Daily Deal Sales

Earlier this morning, while checking the morning emails (mostly deleting spam), I came across a daily deal email from Living Social that actually caught my interest and caused me to make a purchase. Out of the past 6 month or so, while subscribing to these types of emails from various “daily deal” sites, I’ve only made 2 purchases (including today’s buy), but being in marketing my curiosity always has me checking deal companies of the day.

Locally, in our humble city of Louisville, Groupon and Living Social are the two fully national daily deal sites that dominate the market. One of the local business networking groups operate one, Google is currently running Google Offers in several of their test markets, and as a website design firm, we have even had several inquires from clients trying to price out what it would cost to design and develop a daily deal type of the site.
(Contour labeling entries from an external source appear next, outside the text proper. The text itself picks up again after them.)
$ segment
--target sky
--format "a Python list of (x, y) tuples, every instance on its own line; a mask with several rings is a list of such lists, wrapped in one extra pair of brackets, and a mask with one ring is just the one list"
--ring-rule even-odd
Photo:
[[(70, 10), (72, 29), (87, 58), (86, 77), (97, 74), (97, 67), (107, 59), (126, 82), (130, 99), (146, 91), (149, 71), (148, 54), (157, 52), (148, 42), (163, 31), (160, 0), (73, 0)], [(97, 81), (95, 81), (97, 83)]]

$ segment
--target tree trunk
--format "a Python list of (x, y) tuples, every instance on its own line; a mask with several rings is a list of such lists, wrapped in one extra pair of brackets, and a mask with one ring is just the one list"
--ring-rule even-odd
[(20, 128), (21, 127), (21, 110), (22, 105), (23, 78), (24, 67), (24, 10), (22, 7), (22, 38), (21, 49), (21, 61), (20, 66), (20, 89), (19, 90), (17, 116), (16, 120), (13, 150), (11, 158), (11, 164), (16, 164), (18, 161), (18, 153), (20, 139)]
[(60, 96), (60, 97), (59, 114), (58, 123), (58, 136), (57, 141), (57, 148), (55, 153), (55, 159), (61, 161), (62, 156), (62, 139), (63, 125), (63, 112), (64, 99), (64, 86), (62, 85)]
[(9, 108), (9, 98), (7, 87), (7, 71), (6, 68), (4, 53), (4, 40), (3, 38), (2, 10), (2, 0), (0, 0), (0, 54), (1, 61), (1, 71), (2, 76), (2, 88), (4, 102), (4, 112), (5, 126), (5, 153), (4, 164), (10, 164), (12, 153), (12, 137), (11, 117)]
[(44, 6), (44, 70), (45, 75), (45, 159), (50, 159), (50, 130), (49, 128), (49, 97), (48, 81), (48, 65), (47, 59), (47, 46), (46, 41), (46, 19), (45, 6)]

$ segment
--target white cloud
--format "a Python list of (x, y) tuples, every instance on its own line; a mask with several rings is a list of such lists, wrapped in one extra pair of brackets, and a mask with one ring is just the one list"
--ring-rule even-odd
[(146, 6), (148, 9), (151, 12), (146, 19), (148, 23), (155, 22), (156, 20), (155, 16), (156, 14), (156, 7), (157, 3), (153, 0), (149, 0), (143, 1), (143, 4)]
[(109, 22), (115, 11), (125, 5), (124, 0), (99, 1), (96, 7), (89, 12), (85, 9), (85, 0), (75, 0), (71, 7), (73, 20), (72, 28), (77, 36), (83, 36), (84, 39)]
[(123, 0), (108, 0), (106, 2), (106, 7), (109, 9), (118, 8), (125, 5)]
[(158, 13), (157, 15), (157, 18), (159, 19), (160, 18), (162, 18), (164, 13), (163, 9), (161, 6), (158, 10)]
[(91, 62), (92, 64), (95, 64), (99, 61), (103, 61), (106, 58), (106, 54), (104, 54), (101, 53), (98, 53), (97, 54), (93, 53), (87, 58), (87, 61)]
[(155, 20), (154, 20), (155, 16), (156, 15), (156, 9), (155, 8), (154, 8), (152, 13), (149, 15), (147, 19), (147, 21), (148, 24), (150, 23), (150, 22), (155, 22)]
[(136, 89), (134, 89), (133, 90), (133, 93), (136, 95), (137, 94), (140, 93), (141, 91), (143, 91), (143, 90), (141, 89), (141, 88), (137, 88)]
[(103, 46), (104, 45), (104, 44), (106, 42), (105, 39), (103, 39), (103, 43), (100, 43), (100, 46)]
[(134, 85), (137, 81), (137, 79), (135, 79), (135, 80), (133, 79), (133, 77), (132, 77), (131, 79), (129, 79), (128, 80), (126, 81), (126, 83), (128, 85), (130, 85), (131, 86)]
Needless to say, everyone is trying to jump on the easy daily deal money making wagon.

Over the last year or so, several of our clients have run daily deals on Groupon and Living Social, and based on the their experience it has proven to be well worth it. But, as it has been proven over and over, running a daily deal with one of these vendors isn’t the right fit for everyone. Almost weekly, you hear a new horror story of businesses shutting down or barely making it due to the disaster caused by the participation on a daily deal site.

The ugly truth is, companies such as Groupon and Living Social take up to 50%-60% of the deal price. So, if for example, Vista Print is running a $10.00 offer on $50.00 worth of merchandise, after paying Living Social, the company actually only makes $5.00 per order, but still has to fork out $50.00 worth of merchandise. And if lets say 1000 individuals end up purchasing the coupon, Living Social makes $5000 (for facilitating), Vista Print has to provide $50,000 worth of merchandise for $5,000. And, I should mention, Living Social may take 30-60 days to pay the business. As you can see, the daily deal could very quickly become very disastrous.

Now, you ask, why would Vista Print decide to run this deal considering the their potential monetary loss. Well, just like most of the businesses who run daily deals, they rely on generating word of mouth and repeat business from daily deal customers. Companies hope that after visiting their site as a new customer and purchasing their merchandise at heavily discounted rate, you will be more likely to come back later, fall in love with their products and become their long term, loyal shopper.

Obviously, plenty of businesses have experienced great success from running a daily deal with a Groupon type of site, and made it work to their benefit. However, before jumping on the daily deal wagon, it’s extremely important to run a proper business analysis to see if a daily deal type of marketing effort is the right fit for your business.